WASHINGTON — The COVID-19 pandemic has illustrated the government’s failure to adequately prepare for biological threats, experts told senators Thursday at a hearing on improving U.S. biosecurity preparedness.

“Biodefense is too fragmented and uncoordinated across all levels of government, and the private sector too,” Christopher Currie, who directs the Government Accountability Office’s Homeland Security and Justice Team, told members of the Committee on Homeland Security and Governmental Affairs.

“Unfortunately, COVID-19 shows that these gaps were real,” Currie said.

The government’s National Biodefense Strategy, unveiled in 2018, would have helped the United States to prepare for viruses like COVID-19, but the pandemic hit before it could be fully implemented, Currie said.

“Emerging infectious diseases over the last 20 years have occurred with increased frequency,” Gerald Parker, associate dean for Global One Health at Texas A&M University and chair of the National Science Advisory Board for Biosecurity, said before the hearing.

“We dodged a few close calls — but COVID got us,” Parker said.

Similar to traditional weapons of war, infectious biological agents like bacteria and viruses can be used to kill humans, animals and plants. For example, after the terrorist attacks of Sept. 11, 2001, letters laced with anthrax killed five Americans and infected 17 others.

“We have seen how naturally occurring biological threats, such as the virus that causes COVID-19, can significantly harm communities that were not adequately prepared,” said Chairman Gary Peters, D-Mich.

Ranking member Rob Portman, R-Ohio, asked Currie why the United States didn’t catch COVID-19 until January 2020.

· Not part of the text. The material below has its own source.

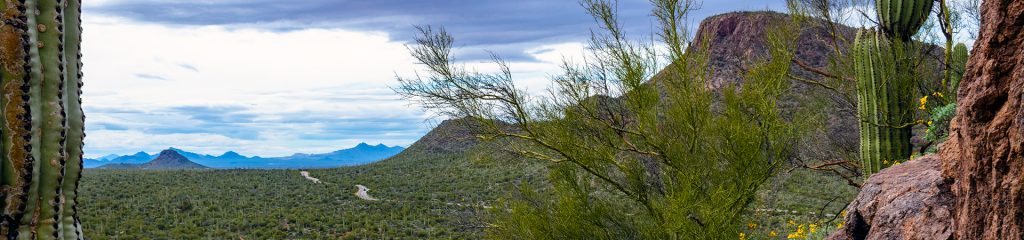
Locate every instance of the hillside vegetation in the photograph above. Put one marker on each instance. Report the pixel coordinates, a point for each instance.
(423, 195)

“Multiple agencies involved tried to pursue their own surveillance,” Currie responded. “Part of the problem is the fragmentation and lack of integration.”

Currie said his office created new surveillance systems to monitor COVID-19 at the local level and in the private sector.

“We need to look at what we created there and not just get rid of it when COVID’s over,” he said. “We need to use that to develop new surveillance systems.”

Government technologies must be updated so that biological weapons can be detected and mitigated quicker, said Asha George, executive director of Bipartisan Commission on Biodefense.

The Department of Homeland Security’s existing BioWatch Program, which provides biosecurity risk assessment, needs to be replaced, according to George, whose commission released a report in October that found the $80 million-a-year program has questionable accuracy and delayed reporting times.

“There’s no reason to just keep this limping along the way it is,” George said. “We should shut down that program and replace it with applied technology.”

Looking beyond the pandemic, Russia and North Korea’s possession of active biological weapons could pose the next threat, officials said.

“While some strides have been made, we are not sufficiently prepared,” George said.